BGSU University Writing Program
Words change worlds. The University Writing Program (UWP) sees writing as both a way of thinking and a form of action that has real-world consequences. Our workshop-style classes invite students into the complex processes involved in the production of meaningful writing and encourage students to use their skills in new situations as they shape the many worlds they inhabit—academic, professional, public, and personal.
Bowling Green State University and its affiliated campuses are situated in the homelands of numerous Indigenous and Native tribal nations. This space holds many contemporary and historical ties to the Wyandot, Kickapoo, Miami, Odawa, Potawatomi, and multiple other Indigenous tribal nations, present and past, who were forcibly removed to and from the area. This area's history reveals an arterial network of complex economic and cultural significance. We recognize the stewardship, dedication, and presence of those for whom the Great Black Swamp and the Lower Great Lakes region is home. Through this statement, we aim to trace the past to the present to inform current conditions. It is within BGSU's responsibility as an academic institution to disseminate knowledge about Indigenous peoples and the University’s relationships, past and present, with tribal nations and individuals. As such, we recognize the forced relocation of tribal nations to and from this land and we strive to decolonize history and present conditions. We thank Indigenous individuals and communities who have been living and working on the land from time immemorial. This type of acknowledgement must not only be through statement, but in action and practice as well, in order to foster inclusive, respectful and sustainable community.
UWP Antiracist Program Statement
The University Writing Program (UWP) serves students from diverse cultures and backgrounds. UWP strongly condemns and takes action against all forms of racism as outlined in this statement. “Racism consists of two principal components: difference and power. It is a mindset that sees a ‘them’ that is different from an ‘us.’ Racism in America is the systematic mistreatment and disenfranchisement of people of color who currently and historically possess less power and privilege than white Americans” (NCTE, 2018). Racism is systemic, and we see this in faculty and staff representation at our own university. By Executive order 11246, BGSU is an affirmative action employer, meaning “recruitment efforts must try to ensure equal employment opportunities for all applicants, including using targeted outreach efforts to solicit applications from minorities, women, veterans and persons with disabilities” (BGSU, 2020).

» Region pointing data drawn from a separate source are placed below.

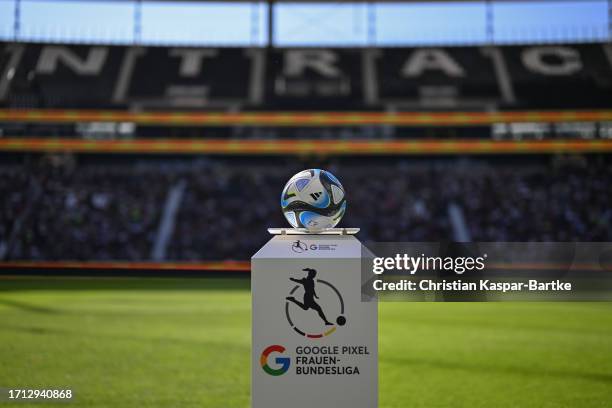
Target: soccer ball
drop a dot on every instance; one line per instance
(313, 199)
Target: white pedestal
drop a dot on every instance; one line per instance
(298, 360)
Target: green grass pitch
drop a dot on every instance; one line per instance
(186, 343)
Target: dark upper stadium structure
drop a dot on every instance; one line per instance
(105, 158)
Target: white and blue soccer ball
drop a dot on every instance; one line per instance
(313, 199)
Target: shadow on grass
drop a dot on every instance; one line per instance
(168, 341)
(31, 283)
(27, 307)
(490, 369)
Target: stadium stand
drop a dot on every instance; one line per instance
(500, 77)
(95, 145)
(110, 210)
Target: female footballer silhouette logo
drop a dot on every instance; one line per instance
(311, 301)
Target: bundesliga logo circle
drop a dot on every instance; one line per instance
(310, 305)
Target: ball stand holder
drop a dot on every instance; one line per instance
(314, 341)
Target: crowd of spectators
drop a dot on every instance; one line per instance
(70, 210)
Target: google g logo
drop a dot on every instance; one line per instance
(283, 362)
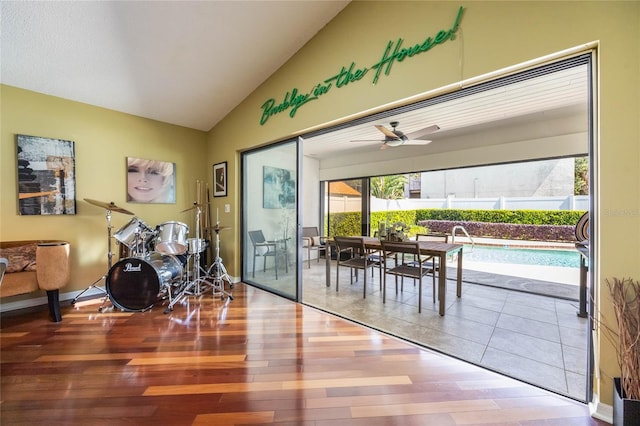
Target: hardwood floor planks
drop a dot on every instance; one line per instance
(256, 360)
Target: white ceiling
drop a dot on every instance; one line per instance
(187, 63)
(540, 107)
(190, 63)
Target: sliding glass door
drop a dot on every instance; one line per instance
(270, 218)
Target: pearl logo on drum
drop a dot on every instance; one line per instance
(130, 268)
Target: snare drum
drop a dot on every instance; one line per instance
(196, 245)
(135, 235)
(134, 284)
(172, 238)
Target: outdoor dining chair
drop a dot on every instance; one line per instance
(313, 241)
(411, 265)
(263, 248)
(352, 253)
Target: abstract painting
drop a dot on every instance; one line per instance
(279, 188)
(46, 176)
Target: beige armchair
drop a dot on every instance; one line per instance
(36, 265)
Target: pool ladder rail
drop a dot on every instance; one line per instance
(453, 239)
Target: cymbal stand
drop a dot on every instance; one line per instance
(104, 277)
(218, 272)
(192, 287)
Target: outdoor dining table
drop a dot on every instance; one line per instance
(427, 248)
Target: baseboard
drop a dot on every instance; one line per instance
(601, 411)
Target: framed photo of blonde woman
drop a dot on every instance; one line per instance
(151, 181)
(220, 179)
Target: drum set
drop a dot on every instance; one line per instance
(159, 264)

UWP believes that words change worlds and our faculty and administration strive to help our students understand that words, more broadly, language, is powerful. Language can be used to create positive change, but it can also be used to dominate and oppress. UWP administration and faculty commit to working with students to offer opportunities to develop and succeed as writers on their own terms. Writing is influenced by prior knowledge and personal experiences, ideologies, and history. A “standard English” does not exist and we strive to continuously reflect on our language practices—including examining and confronting our own biases—to understand how these practices impact our students in the classroom and beyond. UWP encourages students’ unique voices and identities through projects that build on each other and value discussions about discourse communities, agency, negotiation, and reflection. As a program, we are open to learning and changing. We encourage community members, students, staff, faculty, and administration to challenge and uphold our strong values of inclusive, accessible, antiracist pedagogy.
We understand that diversity, cultural, and antiracist professional development opportunities are important for administration, faculty, and students. Instructors are urged to learn about antiracist assessment design such as contract grading, teaching practices that include assigning diversely authored texts and multimedia, and encouraging students to follow writing-related topics they are passionate about. To make this a priority, the UWP has initiated the following plans for Fall 2020: Toni Gordon, Assistant Director for Diversity Education and Retention Initiatives will hold an Implicit Bias Training for Faculty. Antiracist teaching strategies are to be circulated to the department and an Antiracist Pedagogy Reading Group will be formed. September 18th will be dedicated to a campus-wide dialogue on social justice, and National Day on Writing, (October 20th) will celebrate diversity in students' writing. In addition to these efforts, if students or faculty experience any form of implicit or explicit racism (written or spoken words, actions, or gestures) in a WRIT course, or elsewhere on campus, they are strongly encouraged to file an Incident Report, or ask an instructor to file for them.
Instructors and students alike must prioritize antiracism in the courses they take and teach by reflecting on attitudes, thoughts, words, and actions. White faculty must express and enact solidarity with people of diverse backgrounds to rid racist attitudes, biases, and prejudices.